Location: Soybean and Nitrogen Fixation ResearchTitle: Host plant resistance to megacopta cribraria (Hemiptera: Plataspidae) in diverse soybean germplasm maturity groups V through VIII
|FRITZ, B - North Carolina State University|
|SORENSON, C - North Carolina State University|
|Carter Jr, Thomas|
|DEL POZO-VALDIVIA, A - North Carolina State University|
|REISIG, D - North Carolina State University|
Submitted to: Journal of Economic Entomology
Publication Type: Peer Reviewed Journal
Publication Acceptance Date: 2/10/2016
Publication Date: 3/27/2016
Citation: Fritz, B.J., Sorenson, C.E., Carter Jr, T.E., Del Pozo-Valdivia, A.I., Reisig, D.D. 2016. Host plant resistance to megacopta cribraria (Hemiptera: Plataspidae) in diverse soybean germplasm maturity groups V through VIII. Journal of Economic Entomology. 109:1438-1449.
Interpretive Summary: Initially discovered in Georgia in 2009, the exotic invasive kudzu bug (Megacopta cribraria Fabricius), a native of Asia, has now become a serious pest of soybean throughout the Southeast. Broad-spectrum insecticides control this new pest at present. However, there is always the potential that the kudzu bug could develop resistance to these chemicals. To reduce the threat of insecticide-resistant kudzu bug, we began a search to identify resistant soybean types that could be used as an attractive alternative approach for kudzu bug control. No commercial soybean cultivars have been identified as resistant. Thus, during 2013 and 2014, we compared 40 diverse soybean genotypes for resistance at a field site which had a history of kudzu bug infestation in North Carolina. Egg masses, nymphs, and adult insects were counted during the growing season to identify potentially resistant soybean. In both years, host plant resistance was observed. The fewest Kudzu bug adults and nymphs were found on the narrow-leaf small-seeded USDA varieties N7103 and Vance. Additionally, N7103 and Vance were among the least susceptible genotypes to Kudzu bug oviposition in the field. Insect-resistant breeding lines from the University of Georgia also displayed moderate levels of resistance to the Kuzdu bug. These results are novel and should provide the foundational basis for development of modern soybean varieties resistant to the kudzu bug.

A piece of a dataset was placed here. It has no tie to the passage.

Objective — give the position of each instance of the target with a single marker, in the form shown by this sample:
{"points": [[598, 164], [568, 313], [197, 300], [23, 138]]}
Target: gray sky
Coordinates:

Technical Abstract: Initially discovered in Georgia in 2009, the exotic invasive plataspid, Megacopta cribraria Fabricius has become a serious pest of soybean. Managing M. cribraria in soybean typically involves the application of broad-spectrum insecticides. Soybean host plant resistance is an attractive alternative approach; however, no commercial soybean cultivars have been identified as resistant. During 2013 and 2014, we compared 40 and 44 soybean genotypes, respectively, for resistance to M. cribraria in a split-plot design under natural insect infestation in small plot experiments. Soybean genotypes were selected to maximize diversity with respect to maturity group, pubescence type, leaf shape, seed size, nitrogen fixation, drought tolerance, seed protein content, and pest resistance. Megacopta cribraria egg masses, nymphs, and adults were counted during the growing season to identify potentially resistant soybean genotypes. Soybean seed yield was measured in insecticide protected and unprotected conditions to determine tolerance to M. cribraria feeding. In both years, a range of host plant resistance was observed. The fewest M. cribraria adults and nymphs were found on narrow-leaf small-seeded cultivars N7103 and Vance, as well as the non-nodulating cultivar Nitrasoy. Additionally, N7103 and Vance were among the least susceptible genotypes to M. cribraria oviposition in the field. Most Benning insect resistant NILs also displayed moderate levels of resistance to M. cribraria. Seed yields of Vance and N7103 were less affected by M. cribraria in 2013 than most other soybean genotypes. These results may be useful to soybean breeders to develop cultivars with resistance to M. cribraria.